Katanya, jumlah penduduk Indonesia saat ini sebanyak 275 juta, dari angka itu masyarakat terdidiknya (yang perna mengenyam pendidikan tinggi) jumlahnya tidak lebih dari 8,5 persen atau 27 juta orang. 27 juta itu sudah mencakup S1, S2, dan S3.

Dan dari 27 juta itu yang serius mengembangkan dan mengaplikasikan keilmuannya yang perna dia peroleh di bangku perguruan tinggi tidak lebih dari 30 persen. Artinya 30 persen dari 27 juta itu tidak lebih dari 8 juta orang. Dan dari 8 juta itu yang serius, punya konsep membangun dirinya dan bangsa ini, punya kemampuan menulis menyebarkan ide dan gagasannya, dan mampu menggerakkan masyarakat tidak lebih dari 10 ribu orang.

Sementara yang lulusan SMA/SMK/ MA tidak lebih dari 20 persen atau setara dengan 67 juta. Dan sisahnya yang tamatan SD dan tidak tamat SMP sebanyak 170 juta. Dan sisanya adalah anak-anak yang belum sekolah.

“Itulah penyebab daya saing bangsa kita begitu lemah dibanding dengan negara lain, dan jika dilihat dari Indeks Pembangunan Manusianya (IPM) secara global Indonesia berada pada urutan 109 dari 174 negara,” jelas Dr. Desvian.

Katanya, Indonesia hanya unggul dari negara-negara kawasan Afrika, dikawasan Asia Indonesia hanya unggul dari Timor Leste, Kamboja, Myanmar, dan unggul sedikit dari Filipina.

Itu menunjukan jika kemampuan masyarakat Indonesia masih sangat lemah. Salah satu penyebabnya adalah pola pendidikan Indonesia itu masih mengandalkan hafalan, belum pada posisi memaknai. Hanya bisa mengungkapkan dan mengetahui. “Itulah masalah pola pendidikan Indonesia,”sebutnya.

Untuk itu katanya, Mahasiswa tidak perlu menghafal materi mata kuliah, melainkan harus memahami dan menganalisa. Karena dalam kehidupan itu yang dibutuhkan adalah pengetahuan yang bermakna sebagaimana empat pilar pendidikan yang di gagas oleh UNESCO, yakni Belajar untuk mencari tahu (learning to know), Belajar untuk mengerjakan (learning to do), Belajar untuk menjadi (learning to be), dan Belajar untuk berhidupan bersama dalam kedamaian (learning to live together in peace).

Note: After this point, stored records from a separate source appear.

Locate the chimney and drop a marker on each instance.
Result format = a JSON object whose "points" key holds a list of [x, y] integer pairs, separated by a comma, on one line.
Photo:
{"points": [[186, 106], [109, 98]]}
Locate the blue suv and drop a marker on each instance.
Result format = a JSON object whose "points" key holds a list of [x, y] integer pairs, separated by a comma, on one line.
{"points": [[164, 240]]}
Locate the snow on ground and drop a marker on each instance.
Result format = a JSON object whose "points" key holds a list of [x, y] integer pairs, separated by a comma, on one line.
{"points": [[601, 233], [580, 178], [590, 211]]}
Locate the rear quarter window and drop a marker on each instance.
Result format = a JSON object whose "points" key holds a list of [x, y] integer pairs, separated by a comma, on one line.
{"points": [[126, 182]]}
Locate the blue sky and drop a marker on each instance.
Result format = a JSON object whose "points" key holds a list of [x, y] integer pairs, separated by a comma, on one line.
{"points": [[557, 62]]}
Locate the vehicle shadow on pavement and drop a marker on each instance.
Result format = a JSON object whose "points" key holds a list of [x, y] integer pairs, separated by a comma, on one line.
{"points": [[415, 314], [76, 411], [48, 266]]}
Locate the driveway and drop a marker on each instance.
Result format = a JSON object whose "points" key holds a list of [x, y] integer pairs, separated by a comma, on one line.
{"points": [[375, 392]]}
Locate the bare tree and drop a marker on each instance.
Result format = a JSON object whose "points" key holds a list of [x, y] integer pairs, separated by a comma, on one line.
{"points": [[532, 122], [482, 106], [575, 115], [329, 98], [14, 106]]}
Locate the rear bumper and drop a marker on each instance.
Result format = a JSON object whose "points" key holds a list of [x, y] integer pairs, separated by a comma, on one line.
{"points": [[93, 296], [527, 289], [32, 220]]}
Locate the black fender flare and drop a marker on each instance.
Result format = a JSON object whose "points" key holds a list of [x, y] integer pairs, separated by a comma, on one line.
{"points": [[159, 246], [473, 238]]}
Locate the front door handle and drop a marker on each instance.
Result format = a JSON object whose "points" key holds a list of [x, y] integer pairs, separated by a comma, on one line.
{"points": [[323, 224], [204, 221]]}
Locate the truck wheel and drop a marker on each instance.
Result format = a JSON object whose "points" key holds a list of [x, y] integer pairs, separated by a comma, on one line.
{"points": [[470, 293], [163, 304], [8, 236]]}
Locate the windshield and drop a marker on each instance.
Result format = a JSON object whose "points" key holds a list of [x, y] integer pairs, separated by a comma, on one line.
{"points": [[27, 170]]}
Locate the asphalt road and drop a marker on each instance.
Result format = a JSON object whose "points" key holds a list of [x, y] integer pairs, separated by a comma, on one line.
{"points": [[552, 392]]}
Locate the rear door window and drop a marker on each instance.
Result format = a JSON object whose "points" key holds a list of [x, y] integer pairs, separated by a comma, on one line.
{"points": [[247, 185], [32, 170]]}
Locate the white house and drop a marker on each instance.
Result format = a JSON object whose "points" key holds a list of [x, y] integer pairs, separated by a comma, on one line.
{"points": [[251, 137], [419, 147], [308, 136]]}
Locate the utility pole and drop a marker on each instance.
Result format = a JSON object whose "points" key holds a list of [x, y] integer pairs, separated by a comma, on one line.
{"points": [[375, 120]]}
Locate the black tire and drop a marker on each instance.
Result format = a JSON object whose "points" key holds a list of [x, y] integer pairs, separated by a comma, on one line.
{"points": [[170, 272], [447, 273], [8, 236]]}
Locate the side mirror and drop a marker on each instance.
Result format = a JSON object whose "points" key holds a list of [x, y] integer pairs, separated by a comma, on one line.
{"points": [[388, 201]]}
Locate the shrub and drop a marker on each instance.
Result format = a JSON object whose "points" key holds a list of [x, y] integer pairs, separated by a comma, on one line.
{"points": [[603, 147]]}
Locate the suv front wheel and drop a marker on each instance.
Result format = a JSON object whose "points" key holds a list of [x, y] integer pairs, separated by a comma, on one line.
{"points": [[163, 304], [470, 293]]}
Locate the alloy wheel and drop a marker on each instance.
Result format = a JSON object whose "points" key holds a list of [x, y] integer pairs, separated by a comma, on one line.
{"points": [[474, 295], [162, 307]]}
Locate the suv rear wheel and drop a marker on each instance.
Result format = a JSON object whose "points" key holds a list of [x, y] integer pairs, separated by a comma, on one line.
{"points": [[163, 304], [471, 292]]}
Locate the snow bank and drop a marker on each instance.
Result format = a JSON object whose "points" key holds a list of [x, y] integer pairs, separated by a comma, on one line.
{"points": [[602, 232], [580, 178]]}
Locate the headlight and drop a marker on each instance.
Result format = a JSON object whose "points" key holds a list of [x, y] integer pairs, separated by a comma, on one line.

Di tempat terpisah, Rektor Unismuh Palu, Prof. Dr. H. Rajindra, SE., MM mengatakan yang namanya permasalahan tidak akan pernah lepas dari seluruh sektor yang ada di sebuah negara, termasuk pada sektor pendidikan di Indonesia. Sampai saat ini masalah pendidikan di Indonesia belum sepenuhnya teratasi. Tentu hal ini menjadi suatu hal yang teramat disayangkan karena kualitas pendidikan merupakan salah satu penentu dalam meningkatkan sumber daya manusia nasional.

Dengan rendahnya kualitas sumber daya manusia tentu akan membuat perkembangan suatu negara menjadi terhambat. Tanpa adanya kualitas sumber daya manusia yang mumpuni, sebanyak apapun kekayaan alam tidak akan bisa dimaksimalkan jika tidak ditangani orang-orang yang tepat. “Untuk itu, negara ini harus segera mencarikan solusi dari permasalahan dari pendidikan itu, termasuk juga orang-orang yang ada di perguruan tinggi harus ikut berpikir dan mencarikan solusinya, serta pemerintah harus mengambil sikap untuk segera memperbaikinya,”jelas Prof Rajindra.